Recently there has been significant interest in applying the methods of effective field theory to halo nuclei. In this talk I will present two recent studies in this direction.
First, I discuss the one-neutron halo nucleus 11Be within an EFT in which the degrees of freedom are the 10Be core and a neutron. The 11Be nucleus has a shallow 1/2+ and a shallow 1/2- state, and so an EFT involving both resonant s-wave and resonant p-wave interactions is needed to describe it. At leading order this EFT contains three parameters in the two-body sector, all of which can be fixed using 11Be structure data. I will show the resultant EFT prediction for the dissociation spectrum obtained from Coulomb excitation of the 11Be nucleus into 10Be plus a neutron, and compare to recent experiments.

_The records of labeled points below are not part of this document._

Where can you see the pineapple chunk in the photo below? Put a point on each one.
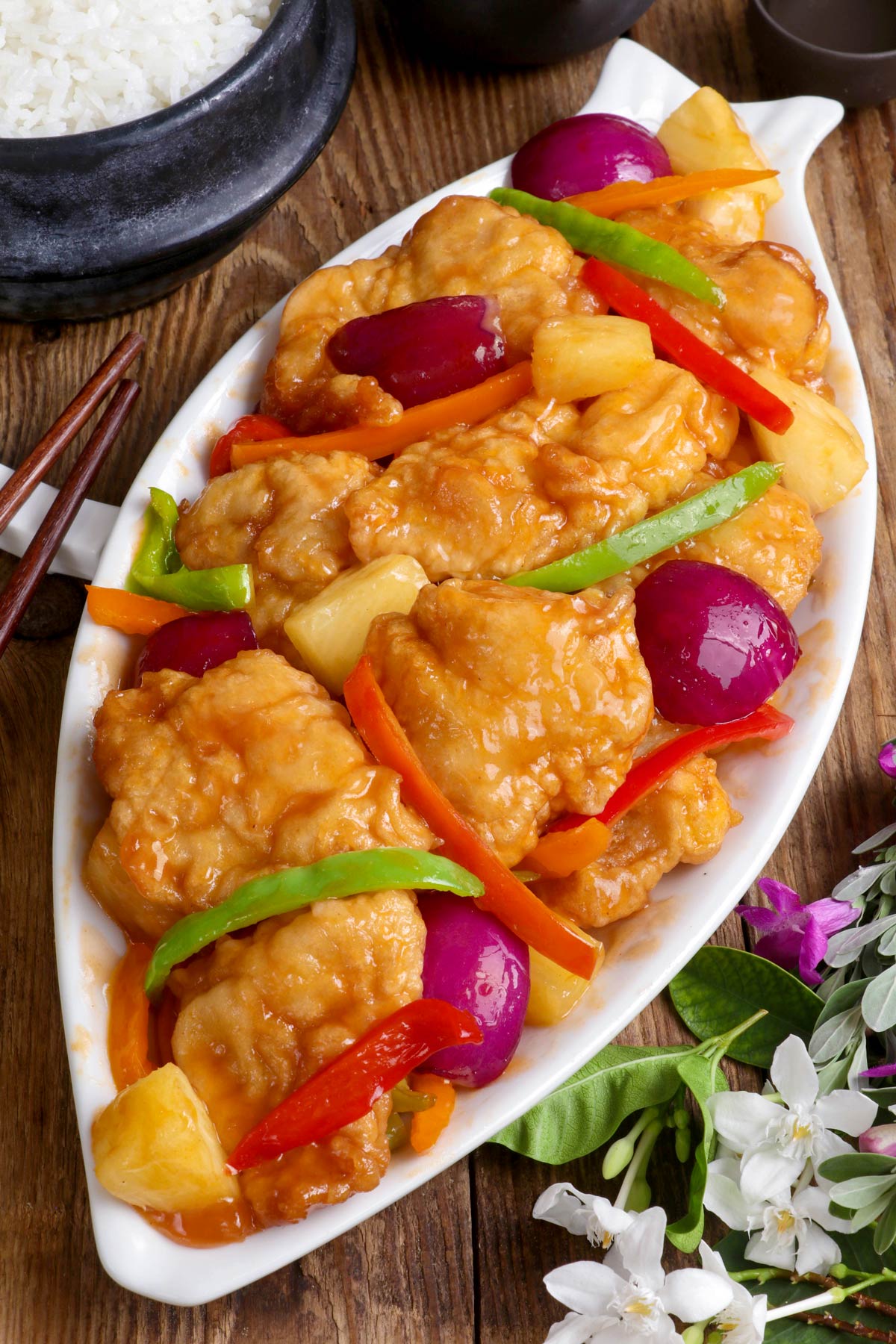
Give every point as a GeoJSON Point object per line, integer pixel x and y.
{"type": "Point", "coordinates": [331, 629]}
{"type": "Point", "coordinates": [156, 1147]}
{"type": "Point", "coordinates": [821, 452]}
{"type": "Point", "coordinates": [704, 132]}
{"type": "Point", "coordinates": [583, 356]}
{"type": "Point", "coordinates": [554, 992]}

This facilitates an extraction of the s-wave scattering length and effective range and the p-wave scattering volume that parametrize the scattering of a neutron from a 10Be nucleus.

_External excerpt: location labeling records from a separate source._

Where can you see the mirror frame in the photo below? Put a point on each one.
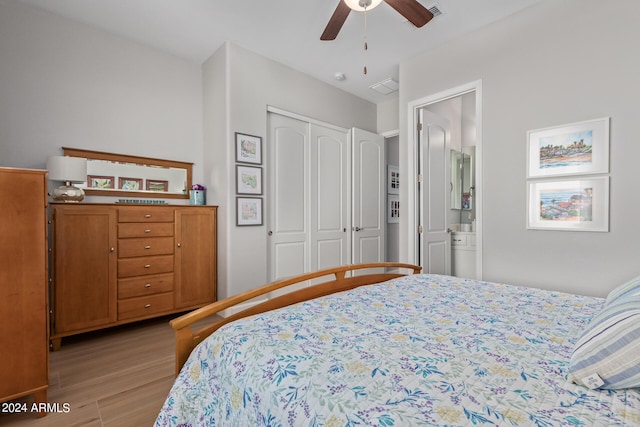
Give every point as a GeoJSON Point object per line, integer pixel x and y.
{"type": "Point", "coordinates": [99, 155]}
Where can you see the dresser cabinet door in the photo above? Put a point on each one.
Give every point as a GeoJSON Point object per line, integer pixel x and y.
{"type": "Point", "coordinates": [85, 267]}
{"type": "Point", "coordinates": [195, 256]}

Second, I describe recent work on the two-neutron halo nucleus 6He. In this case the degrees of freedom are a 4He core and the neutrons. While the neutron-neutron interaction is resonant in the s-wave, the 4He-n interaction is resonant in the p-wave, and it is the combination of these mechanisms that generates 6He binding. I will discuss the three-body equations which describe the 6He bound state at leading order in this EFT, and show that they predict a ground-state energy that diverges as the cutoff in the EFT is removed. This indicates that the 4He-n-n system needs a three-body contact interaction to be properly renormalized at leading order. We adjust the coefficient of this operator to reproduce the 6He ground-state energy, and calculate its running as a function of the cutoff. The Faddeev components that result from this procedure then have low-momentum parts which are cutoff independent. The correlations amongst 6He properties that result from this successful renormalization will be indicated.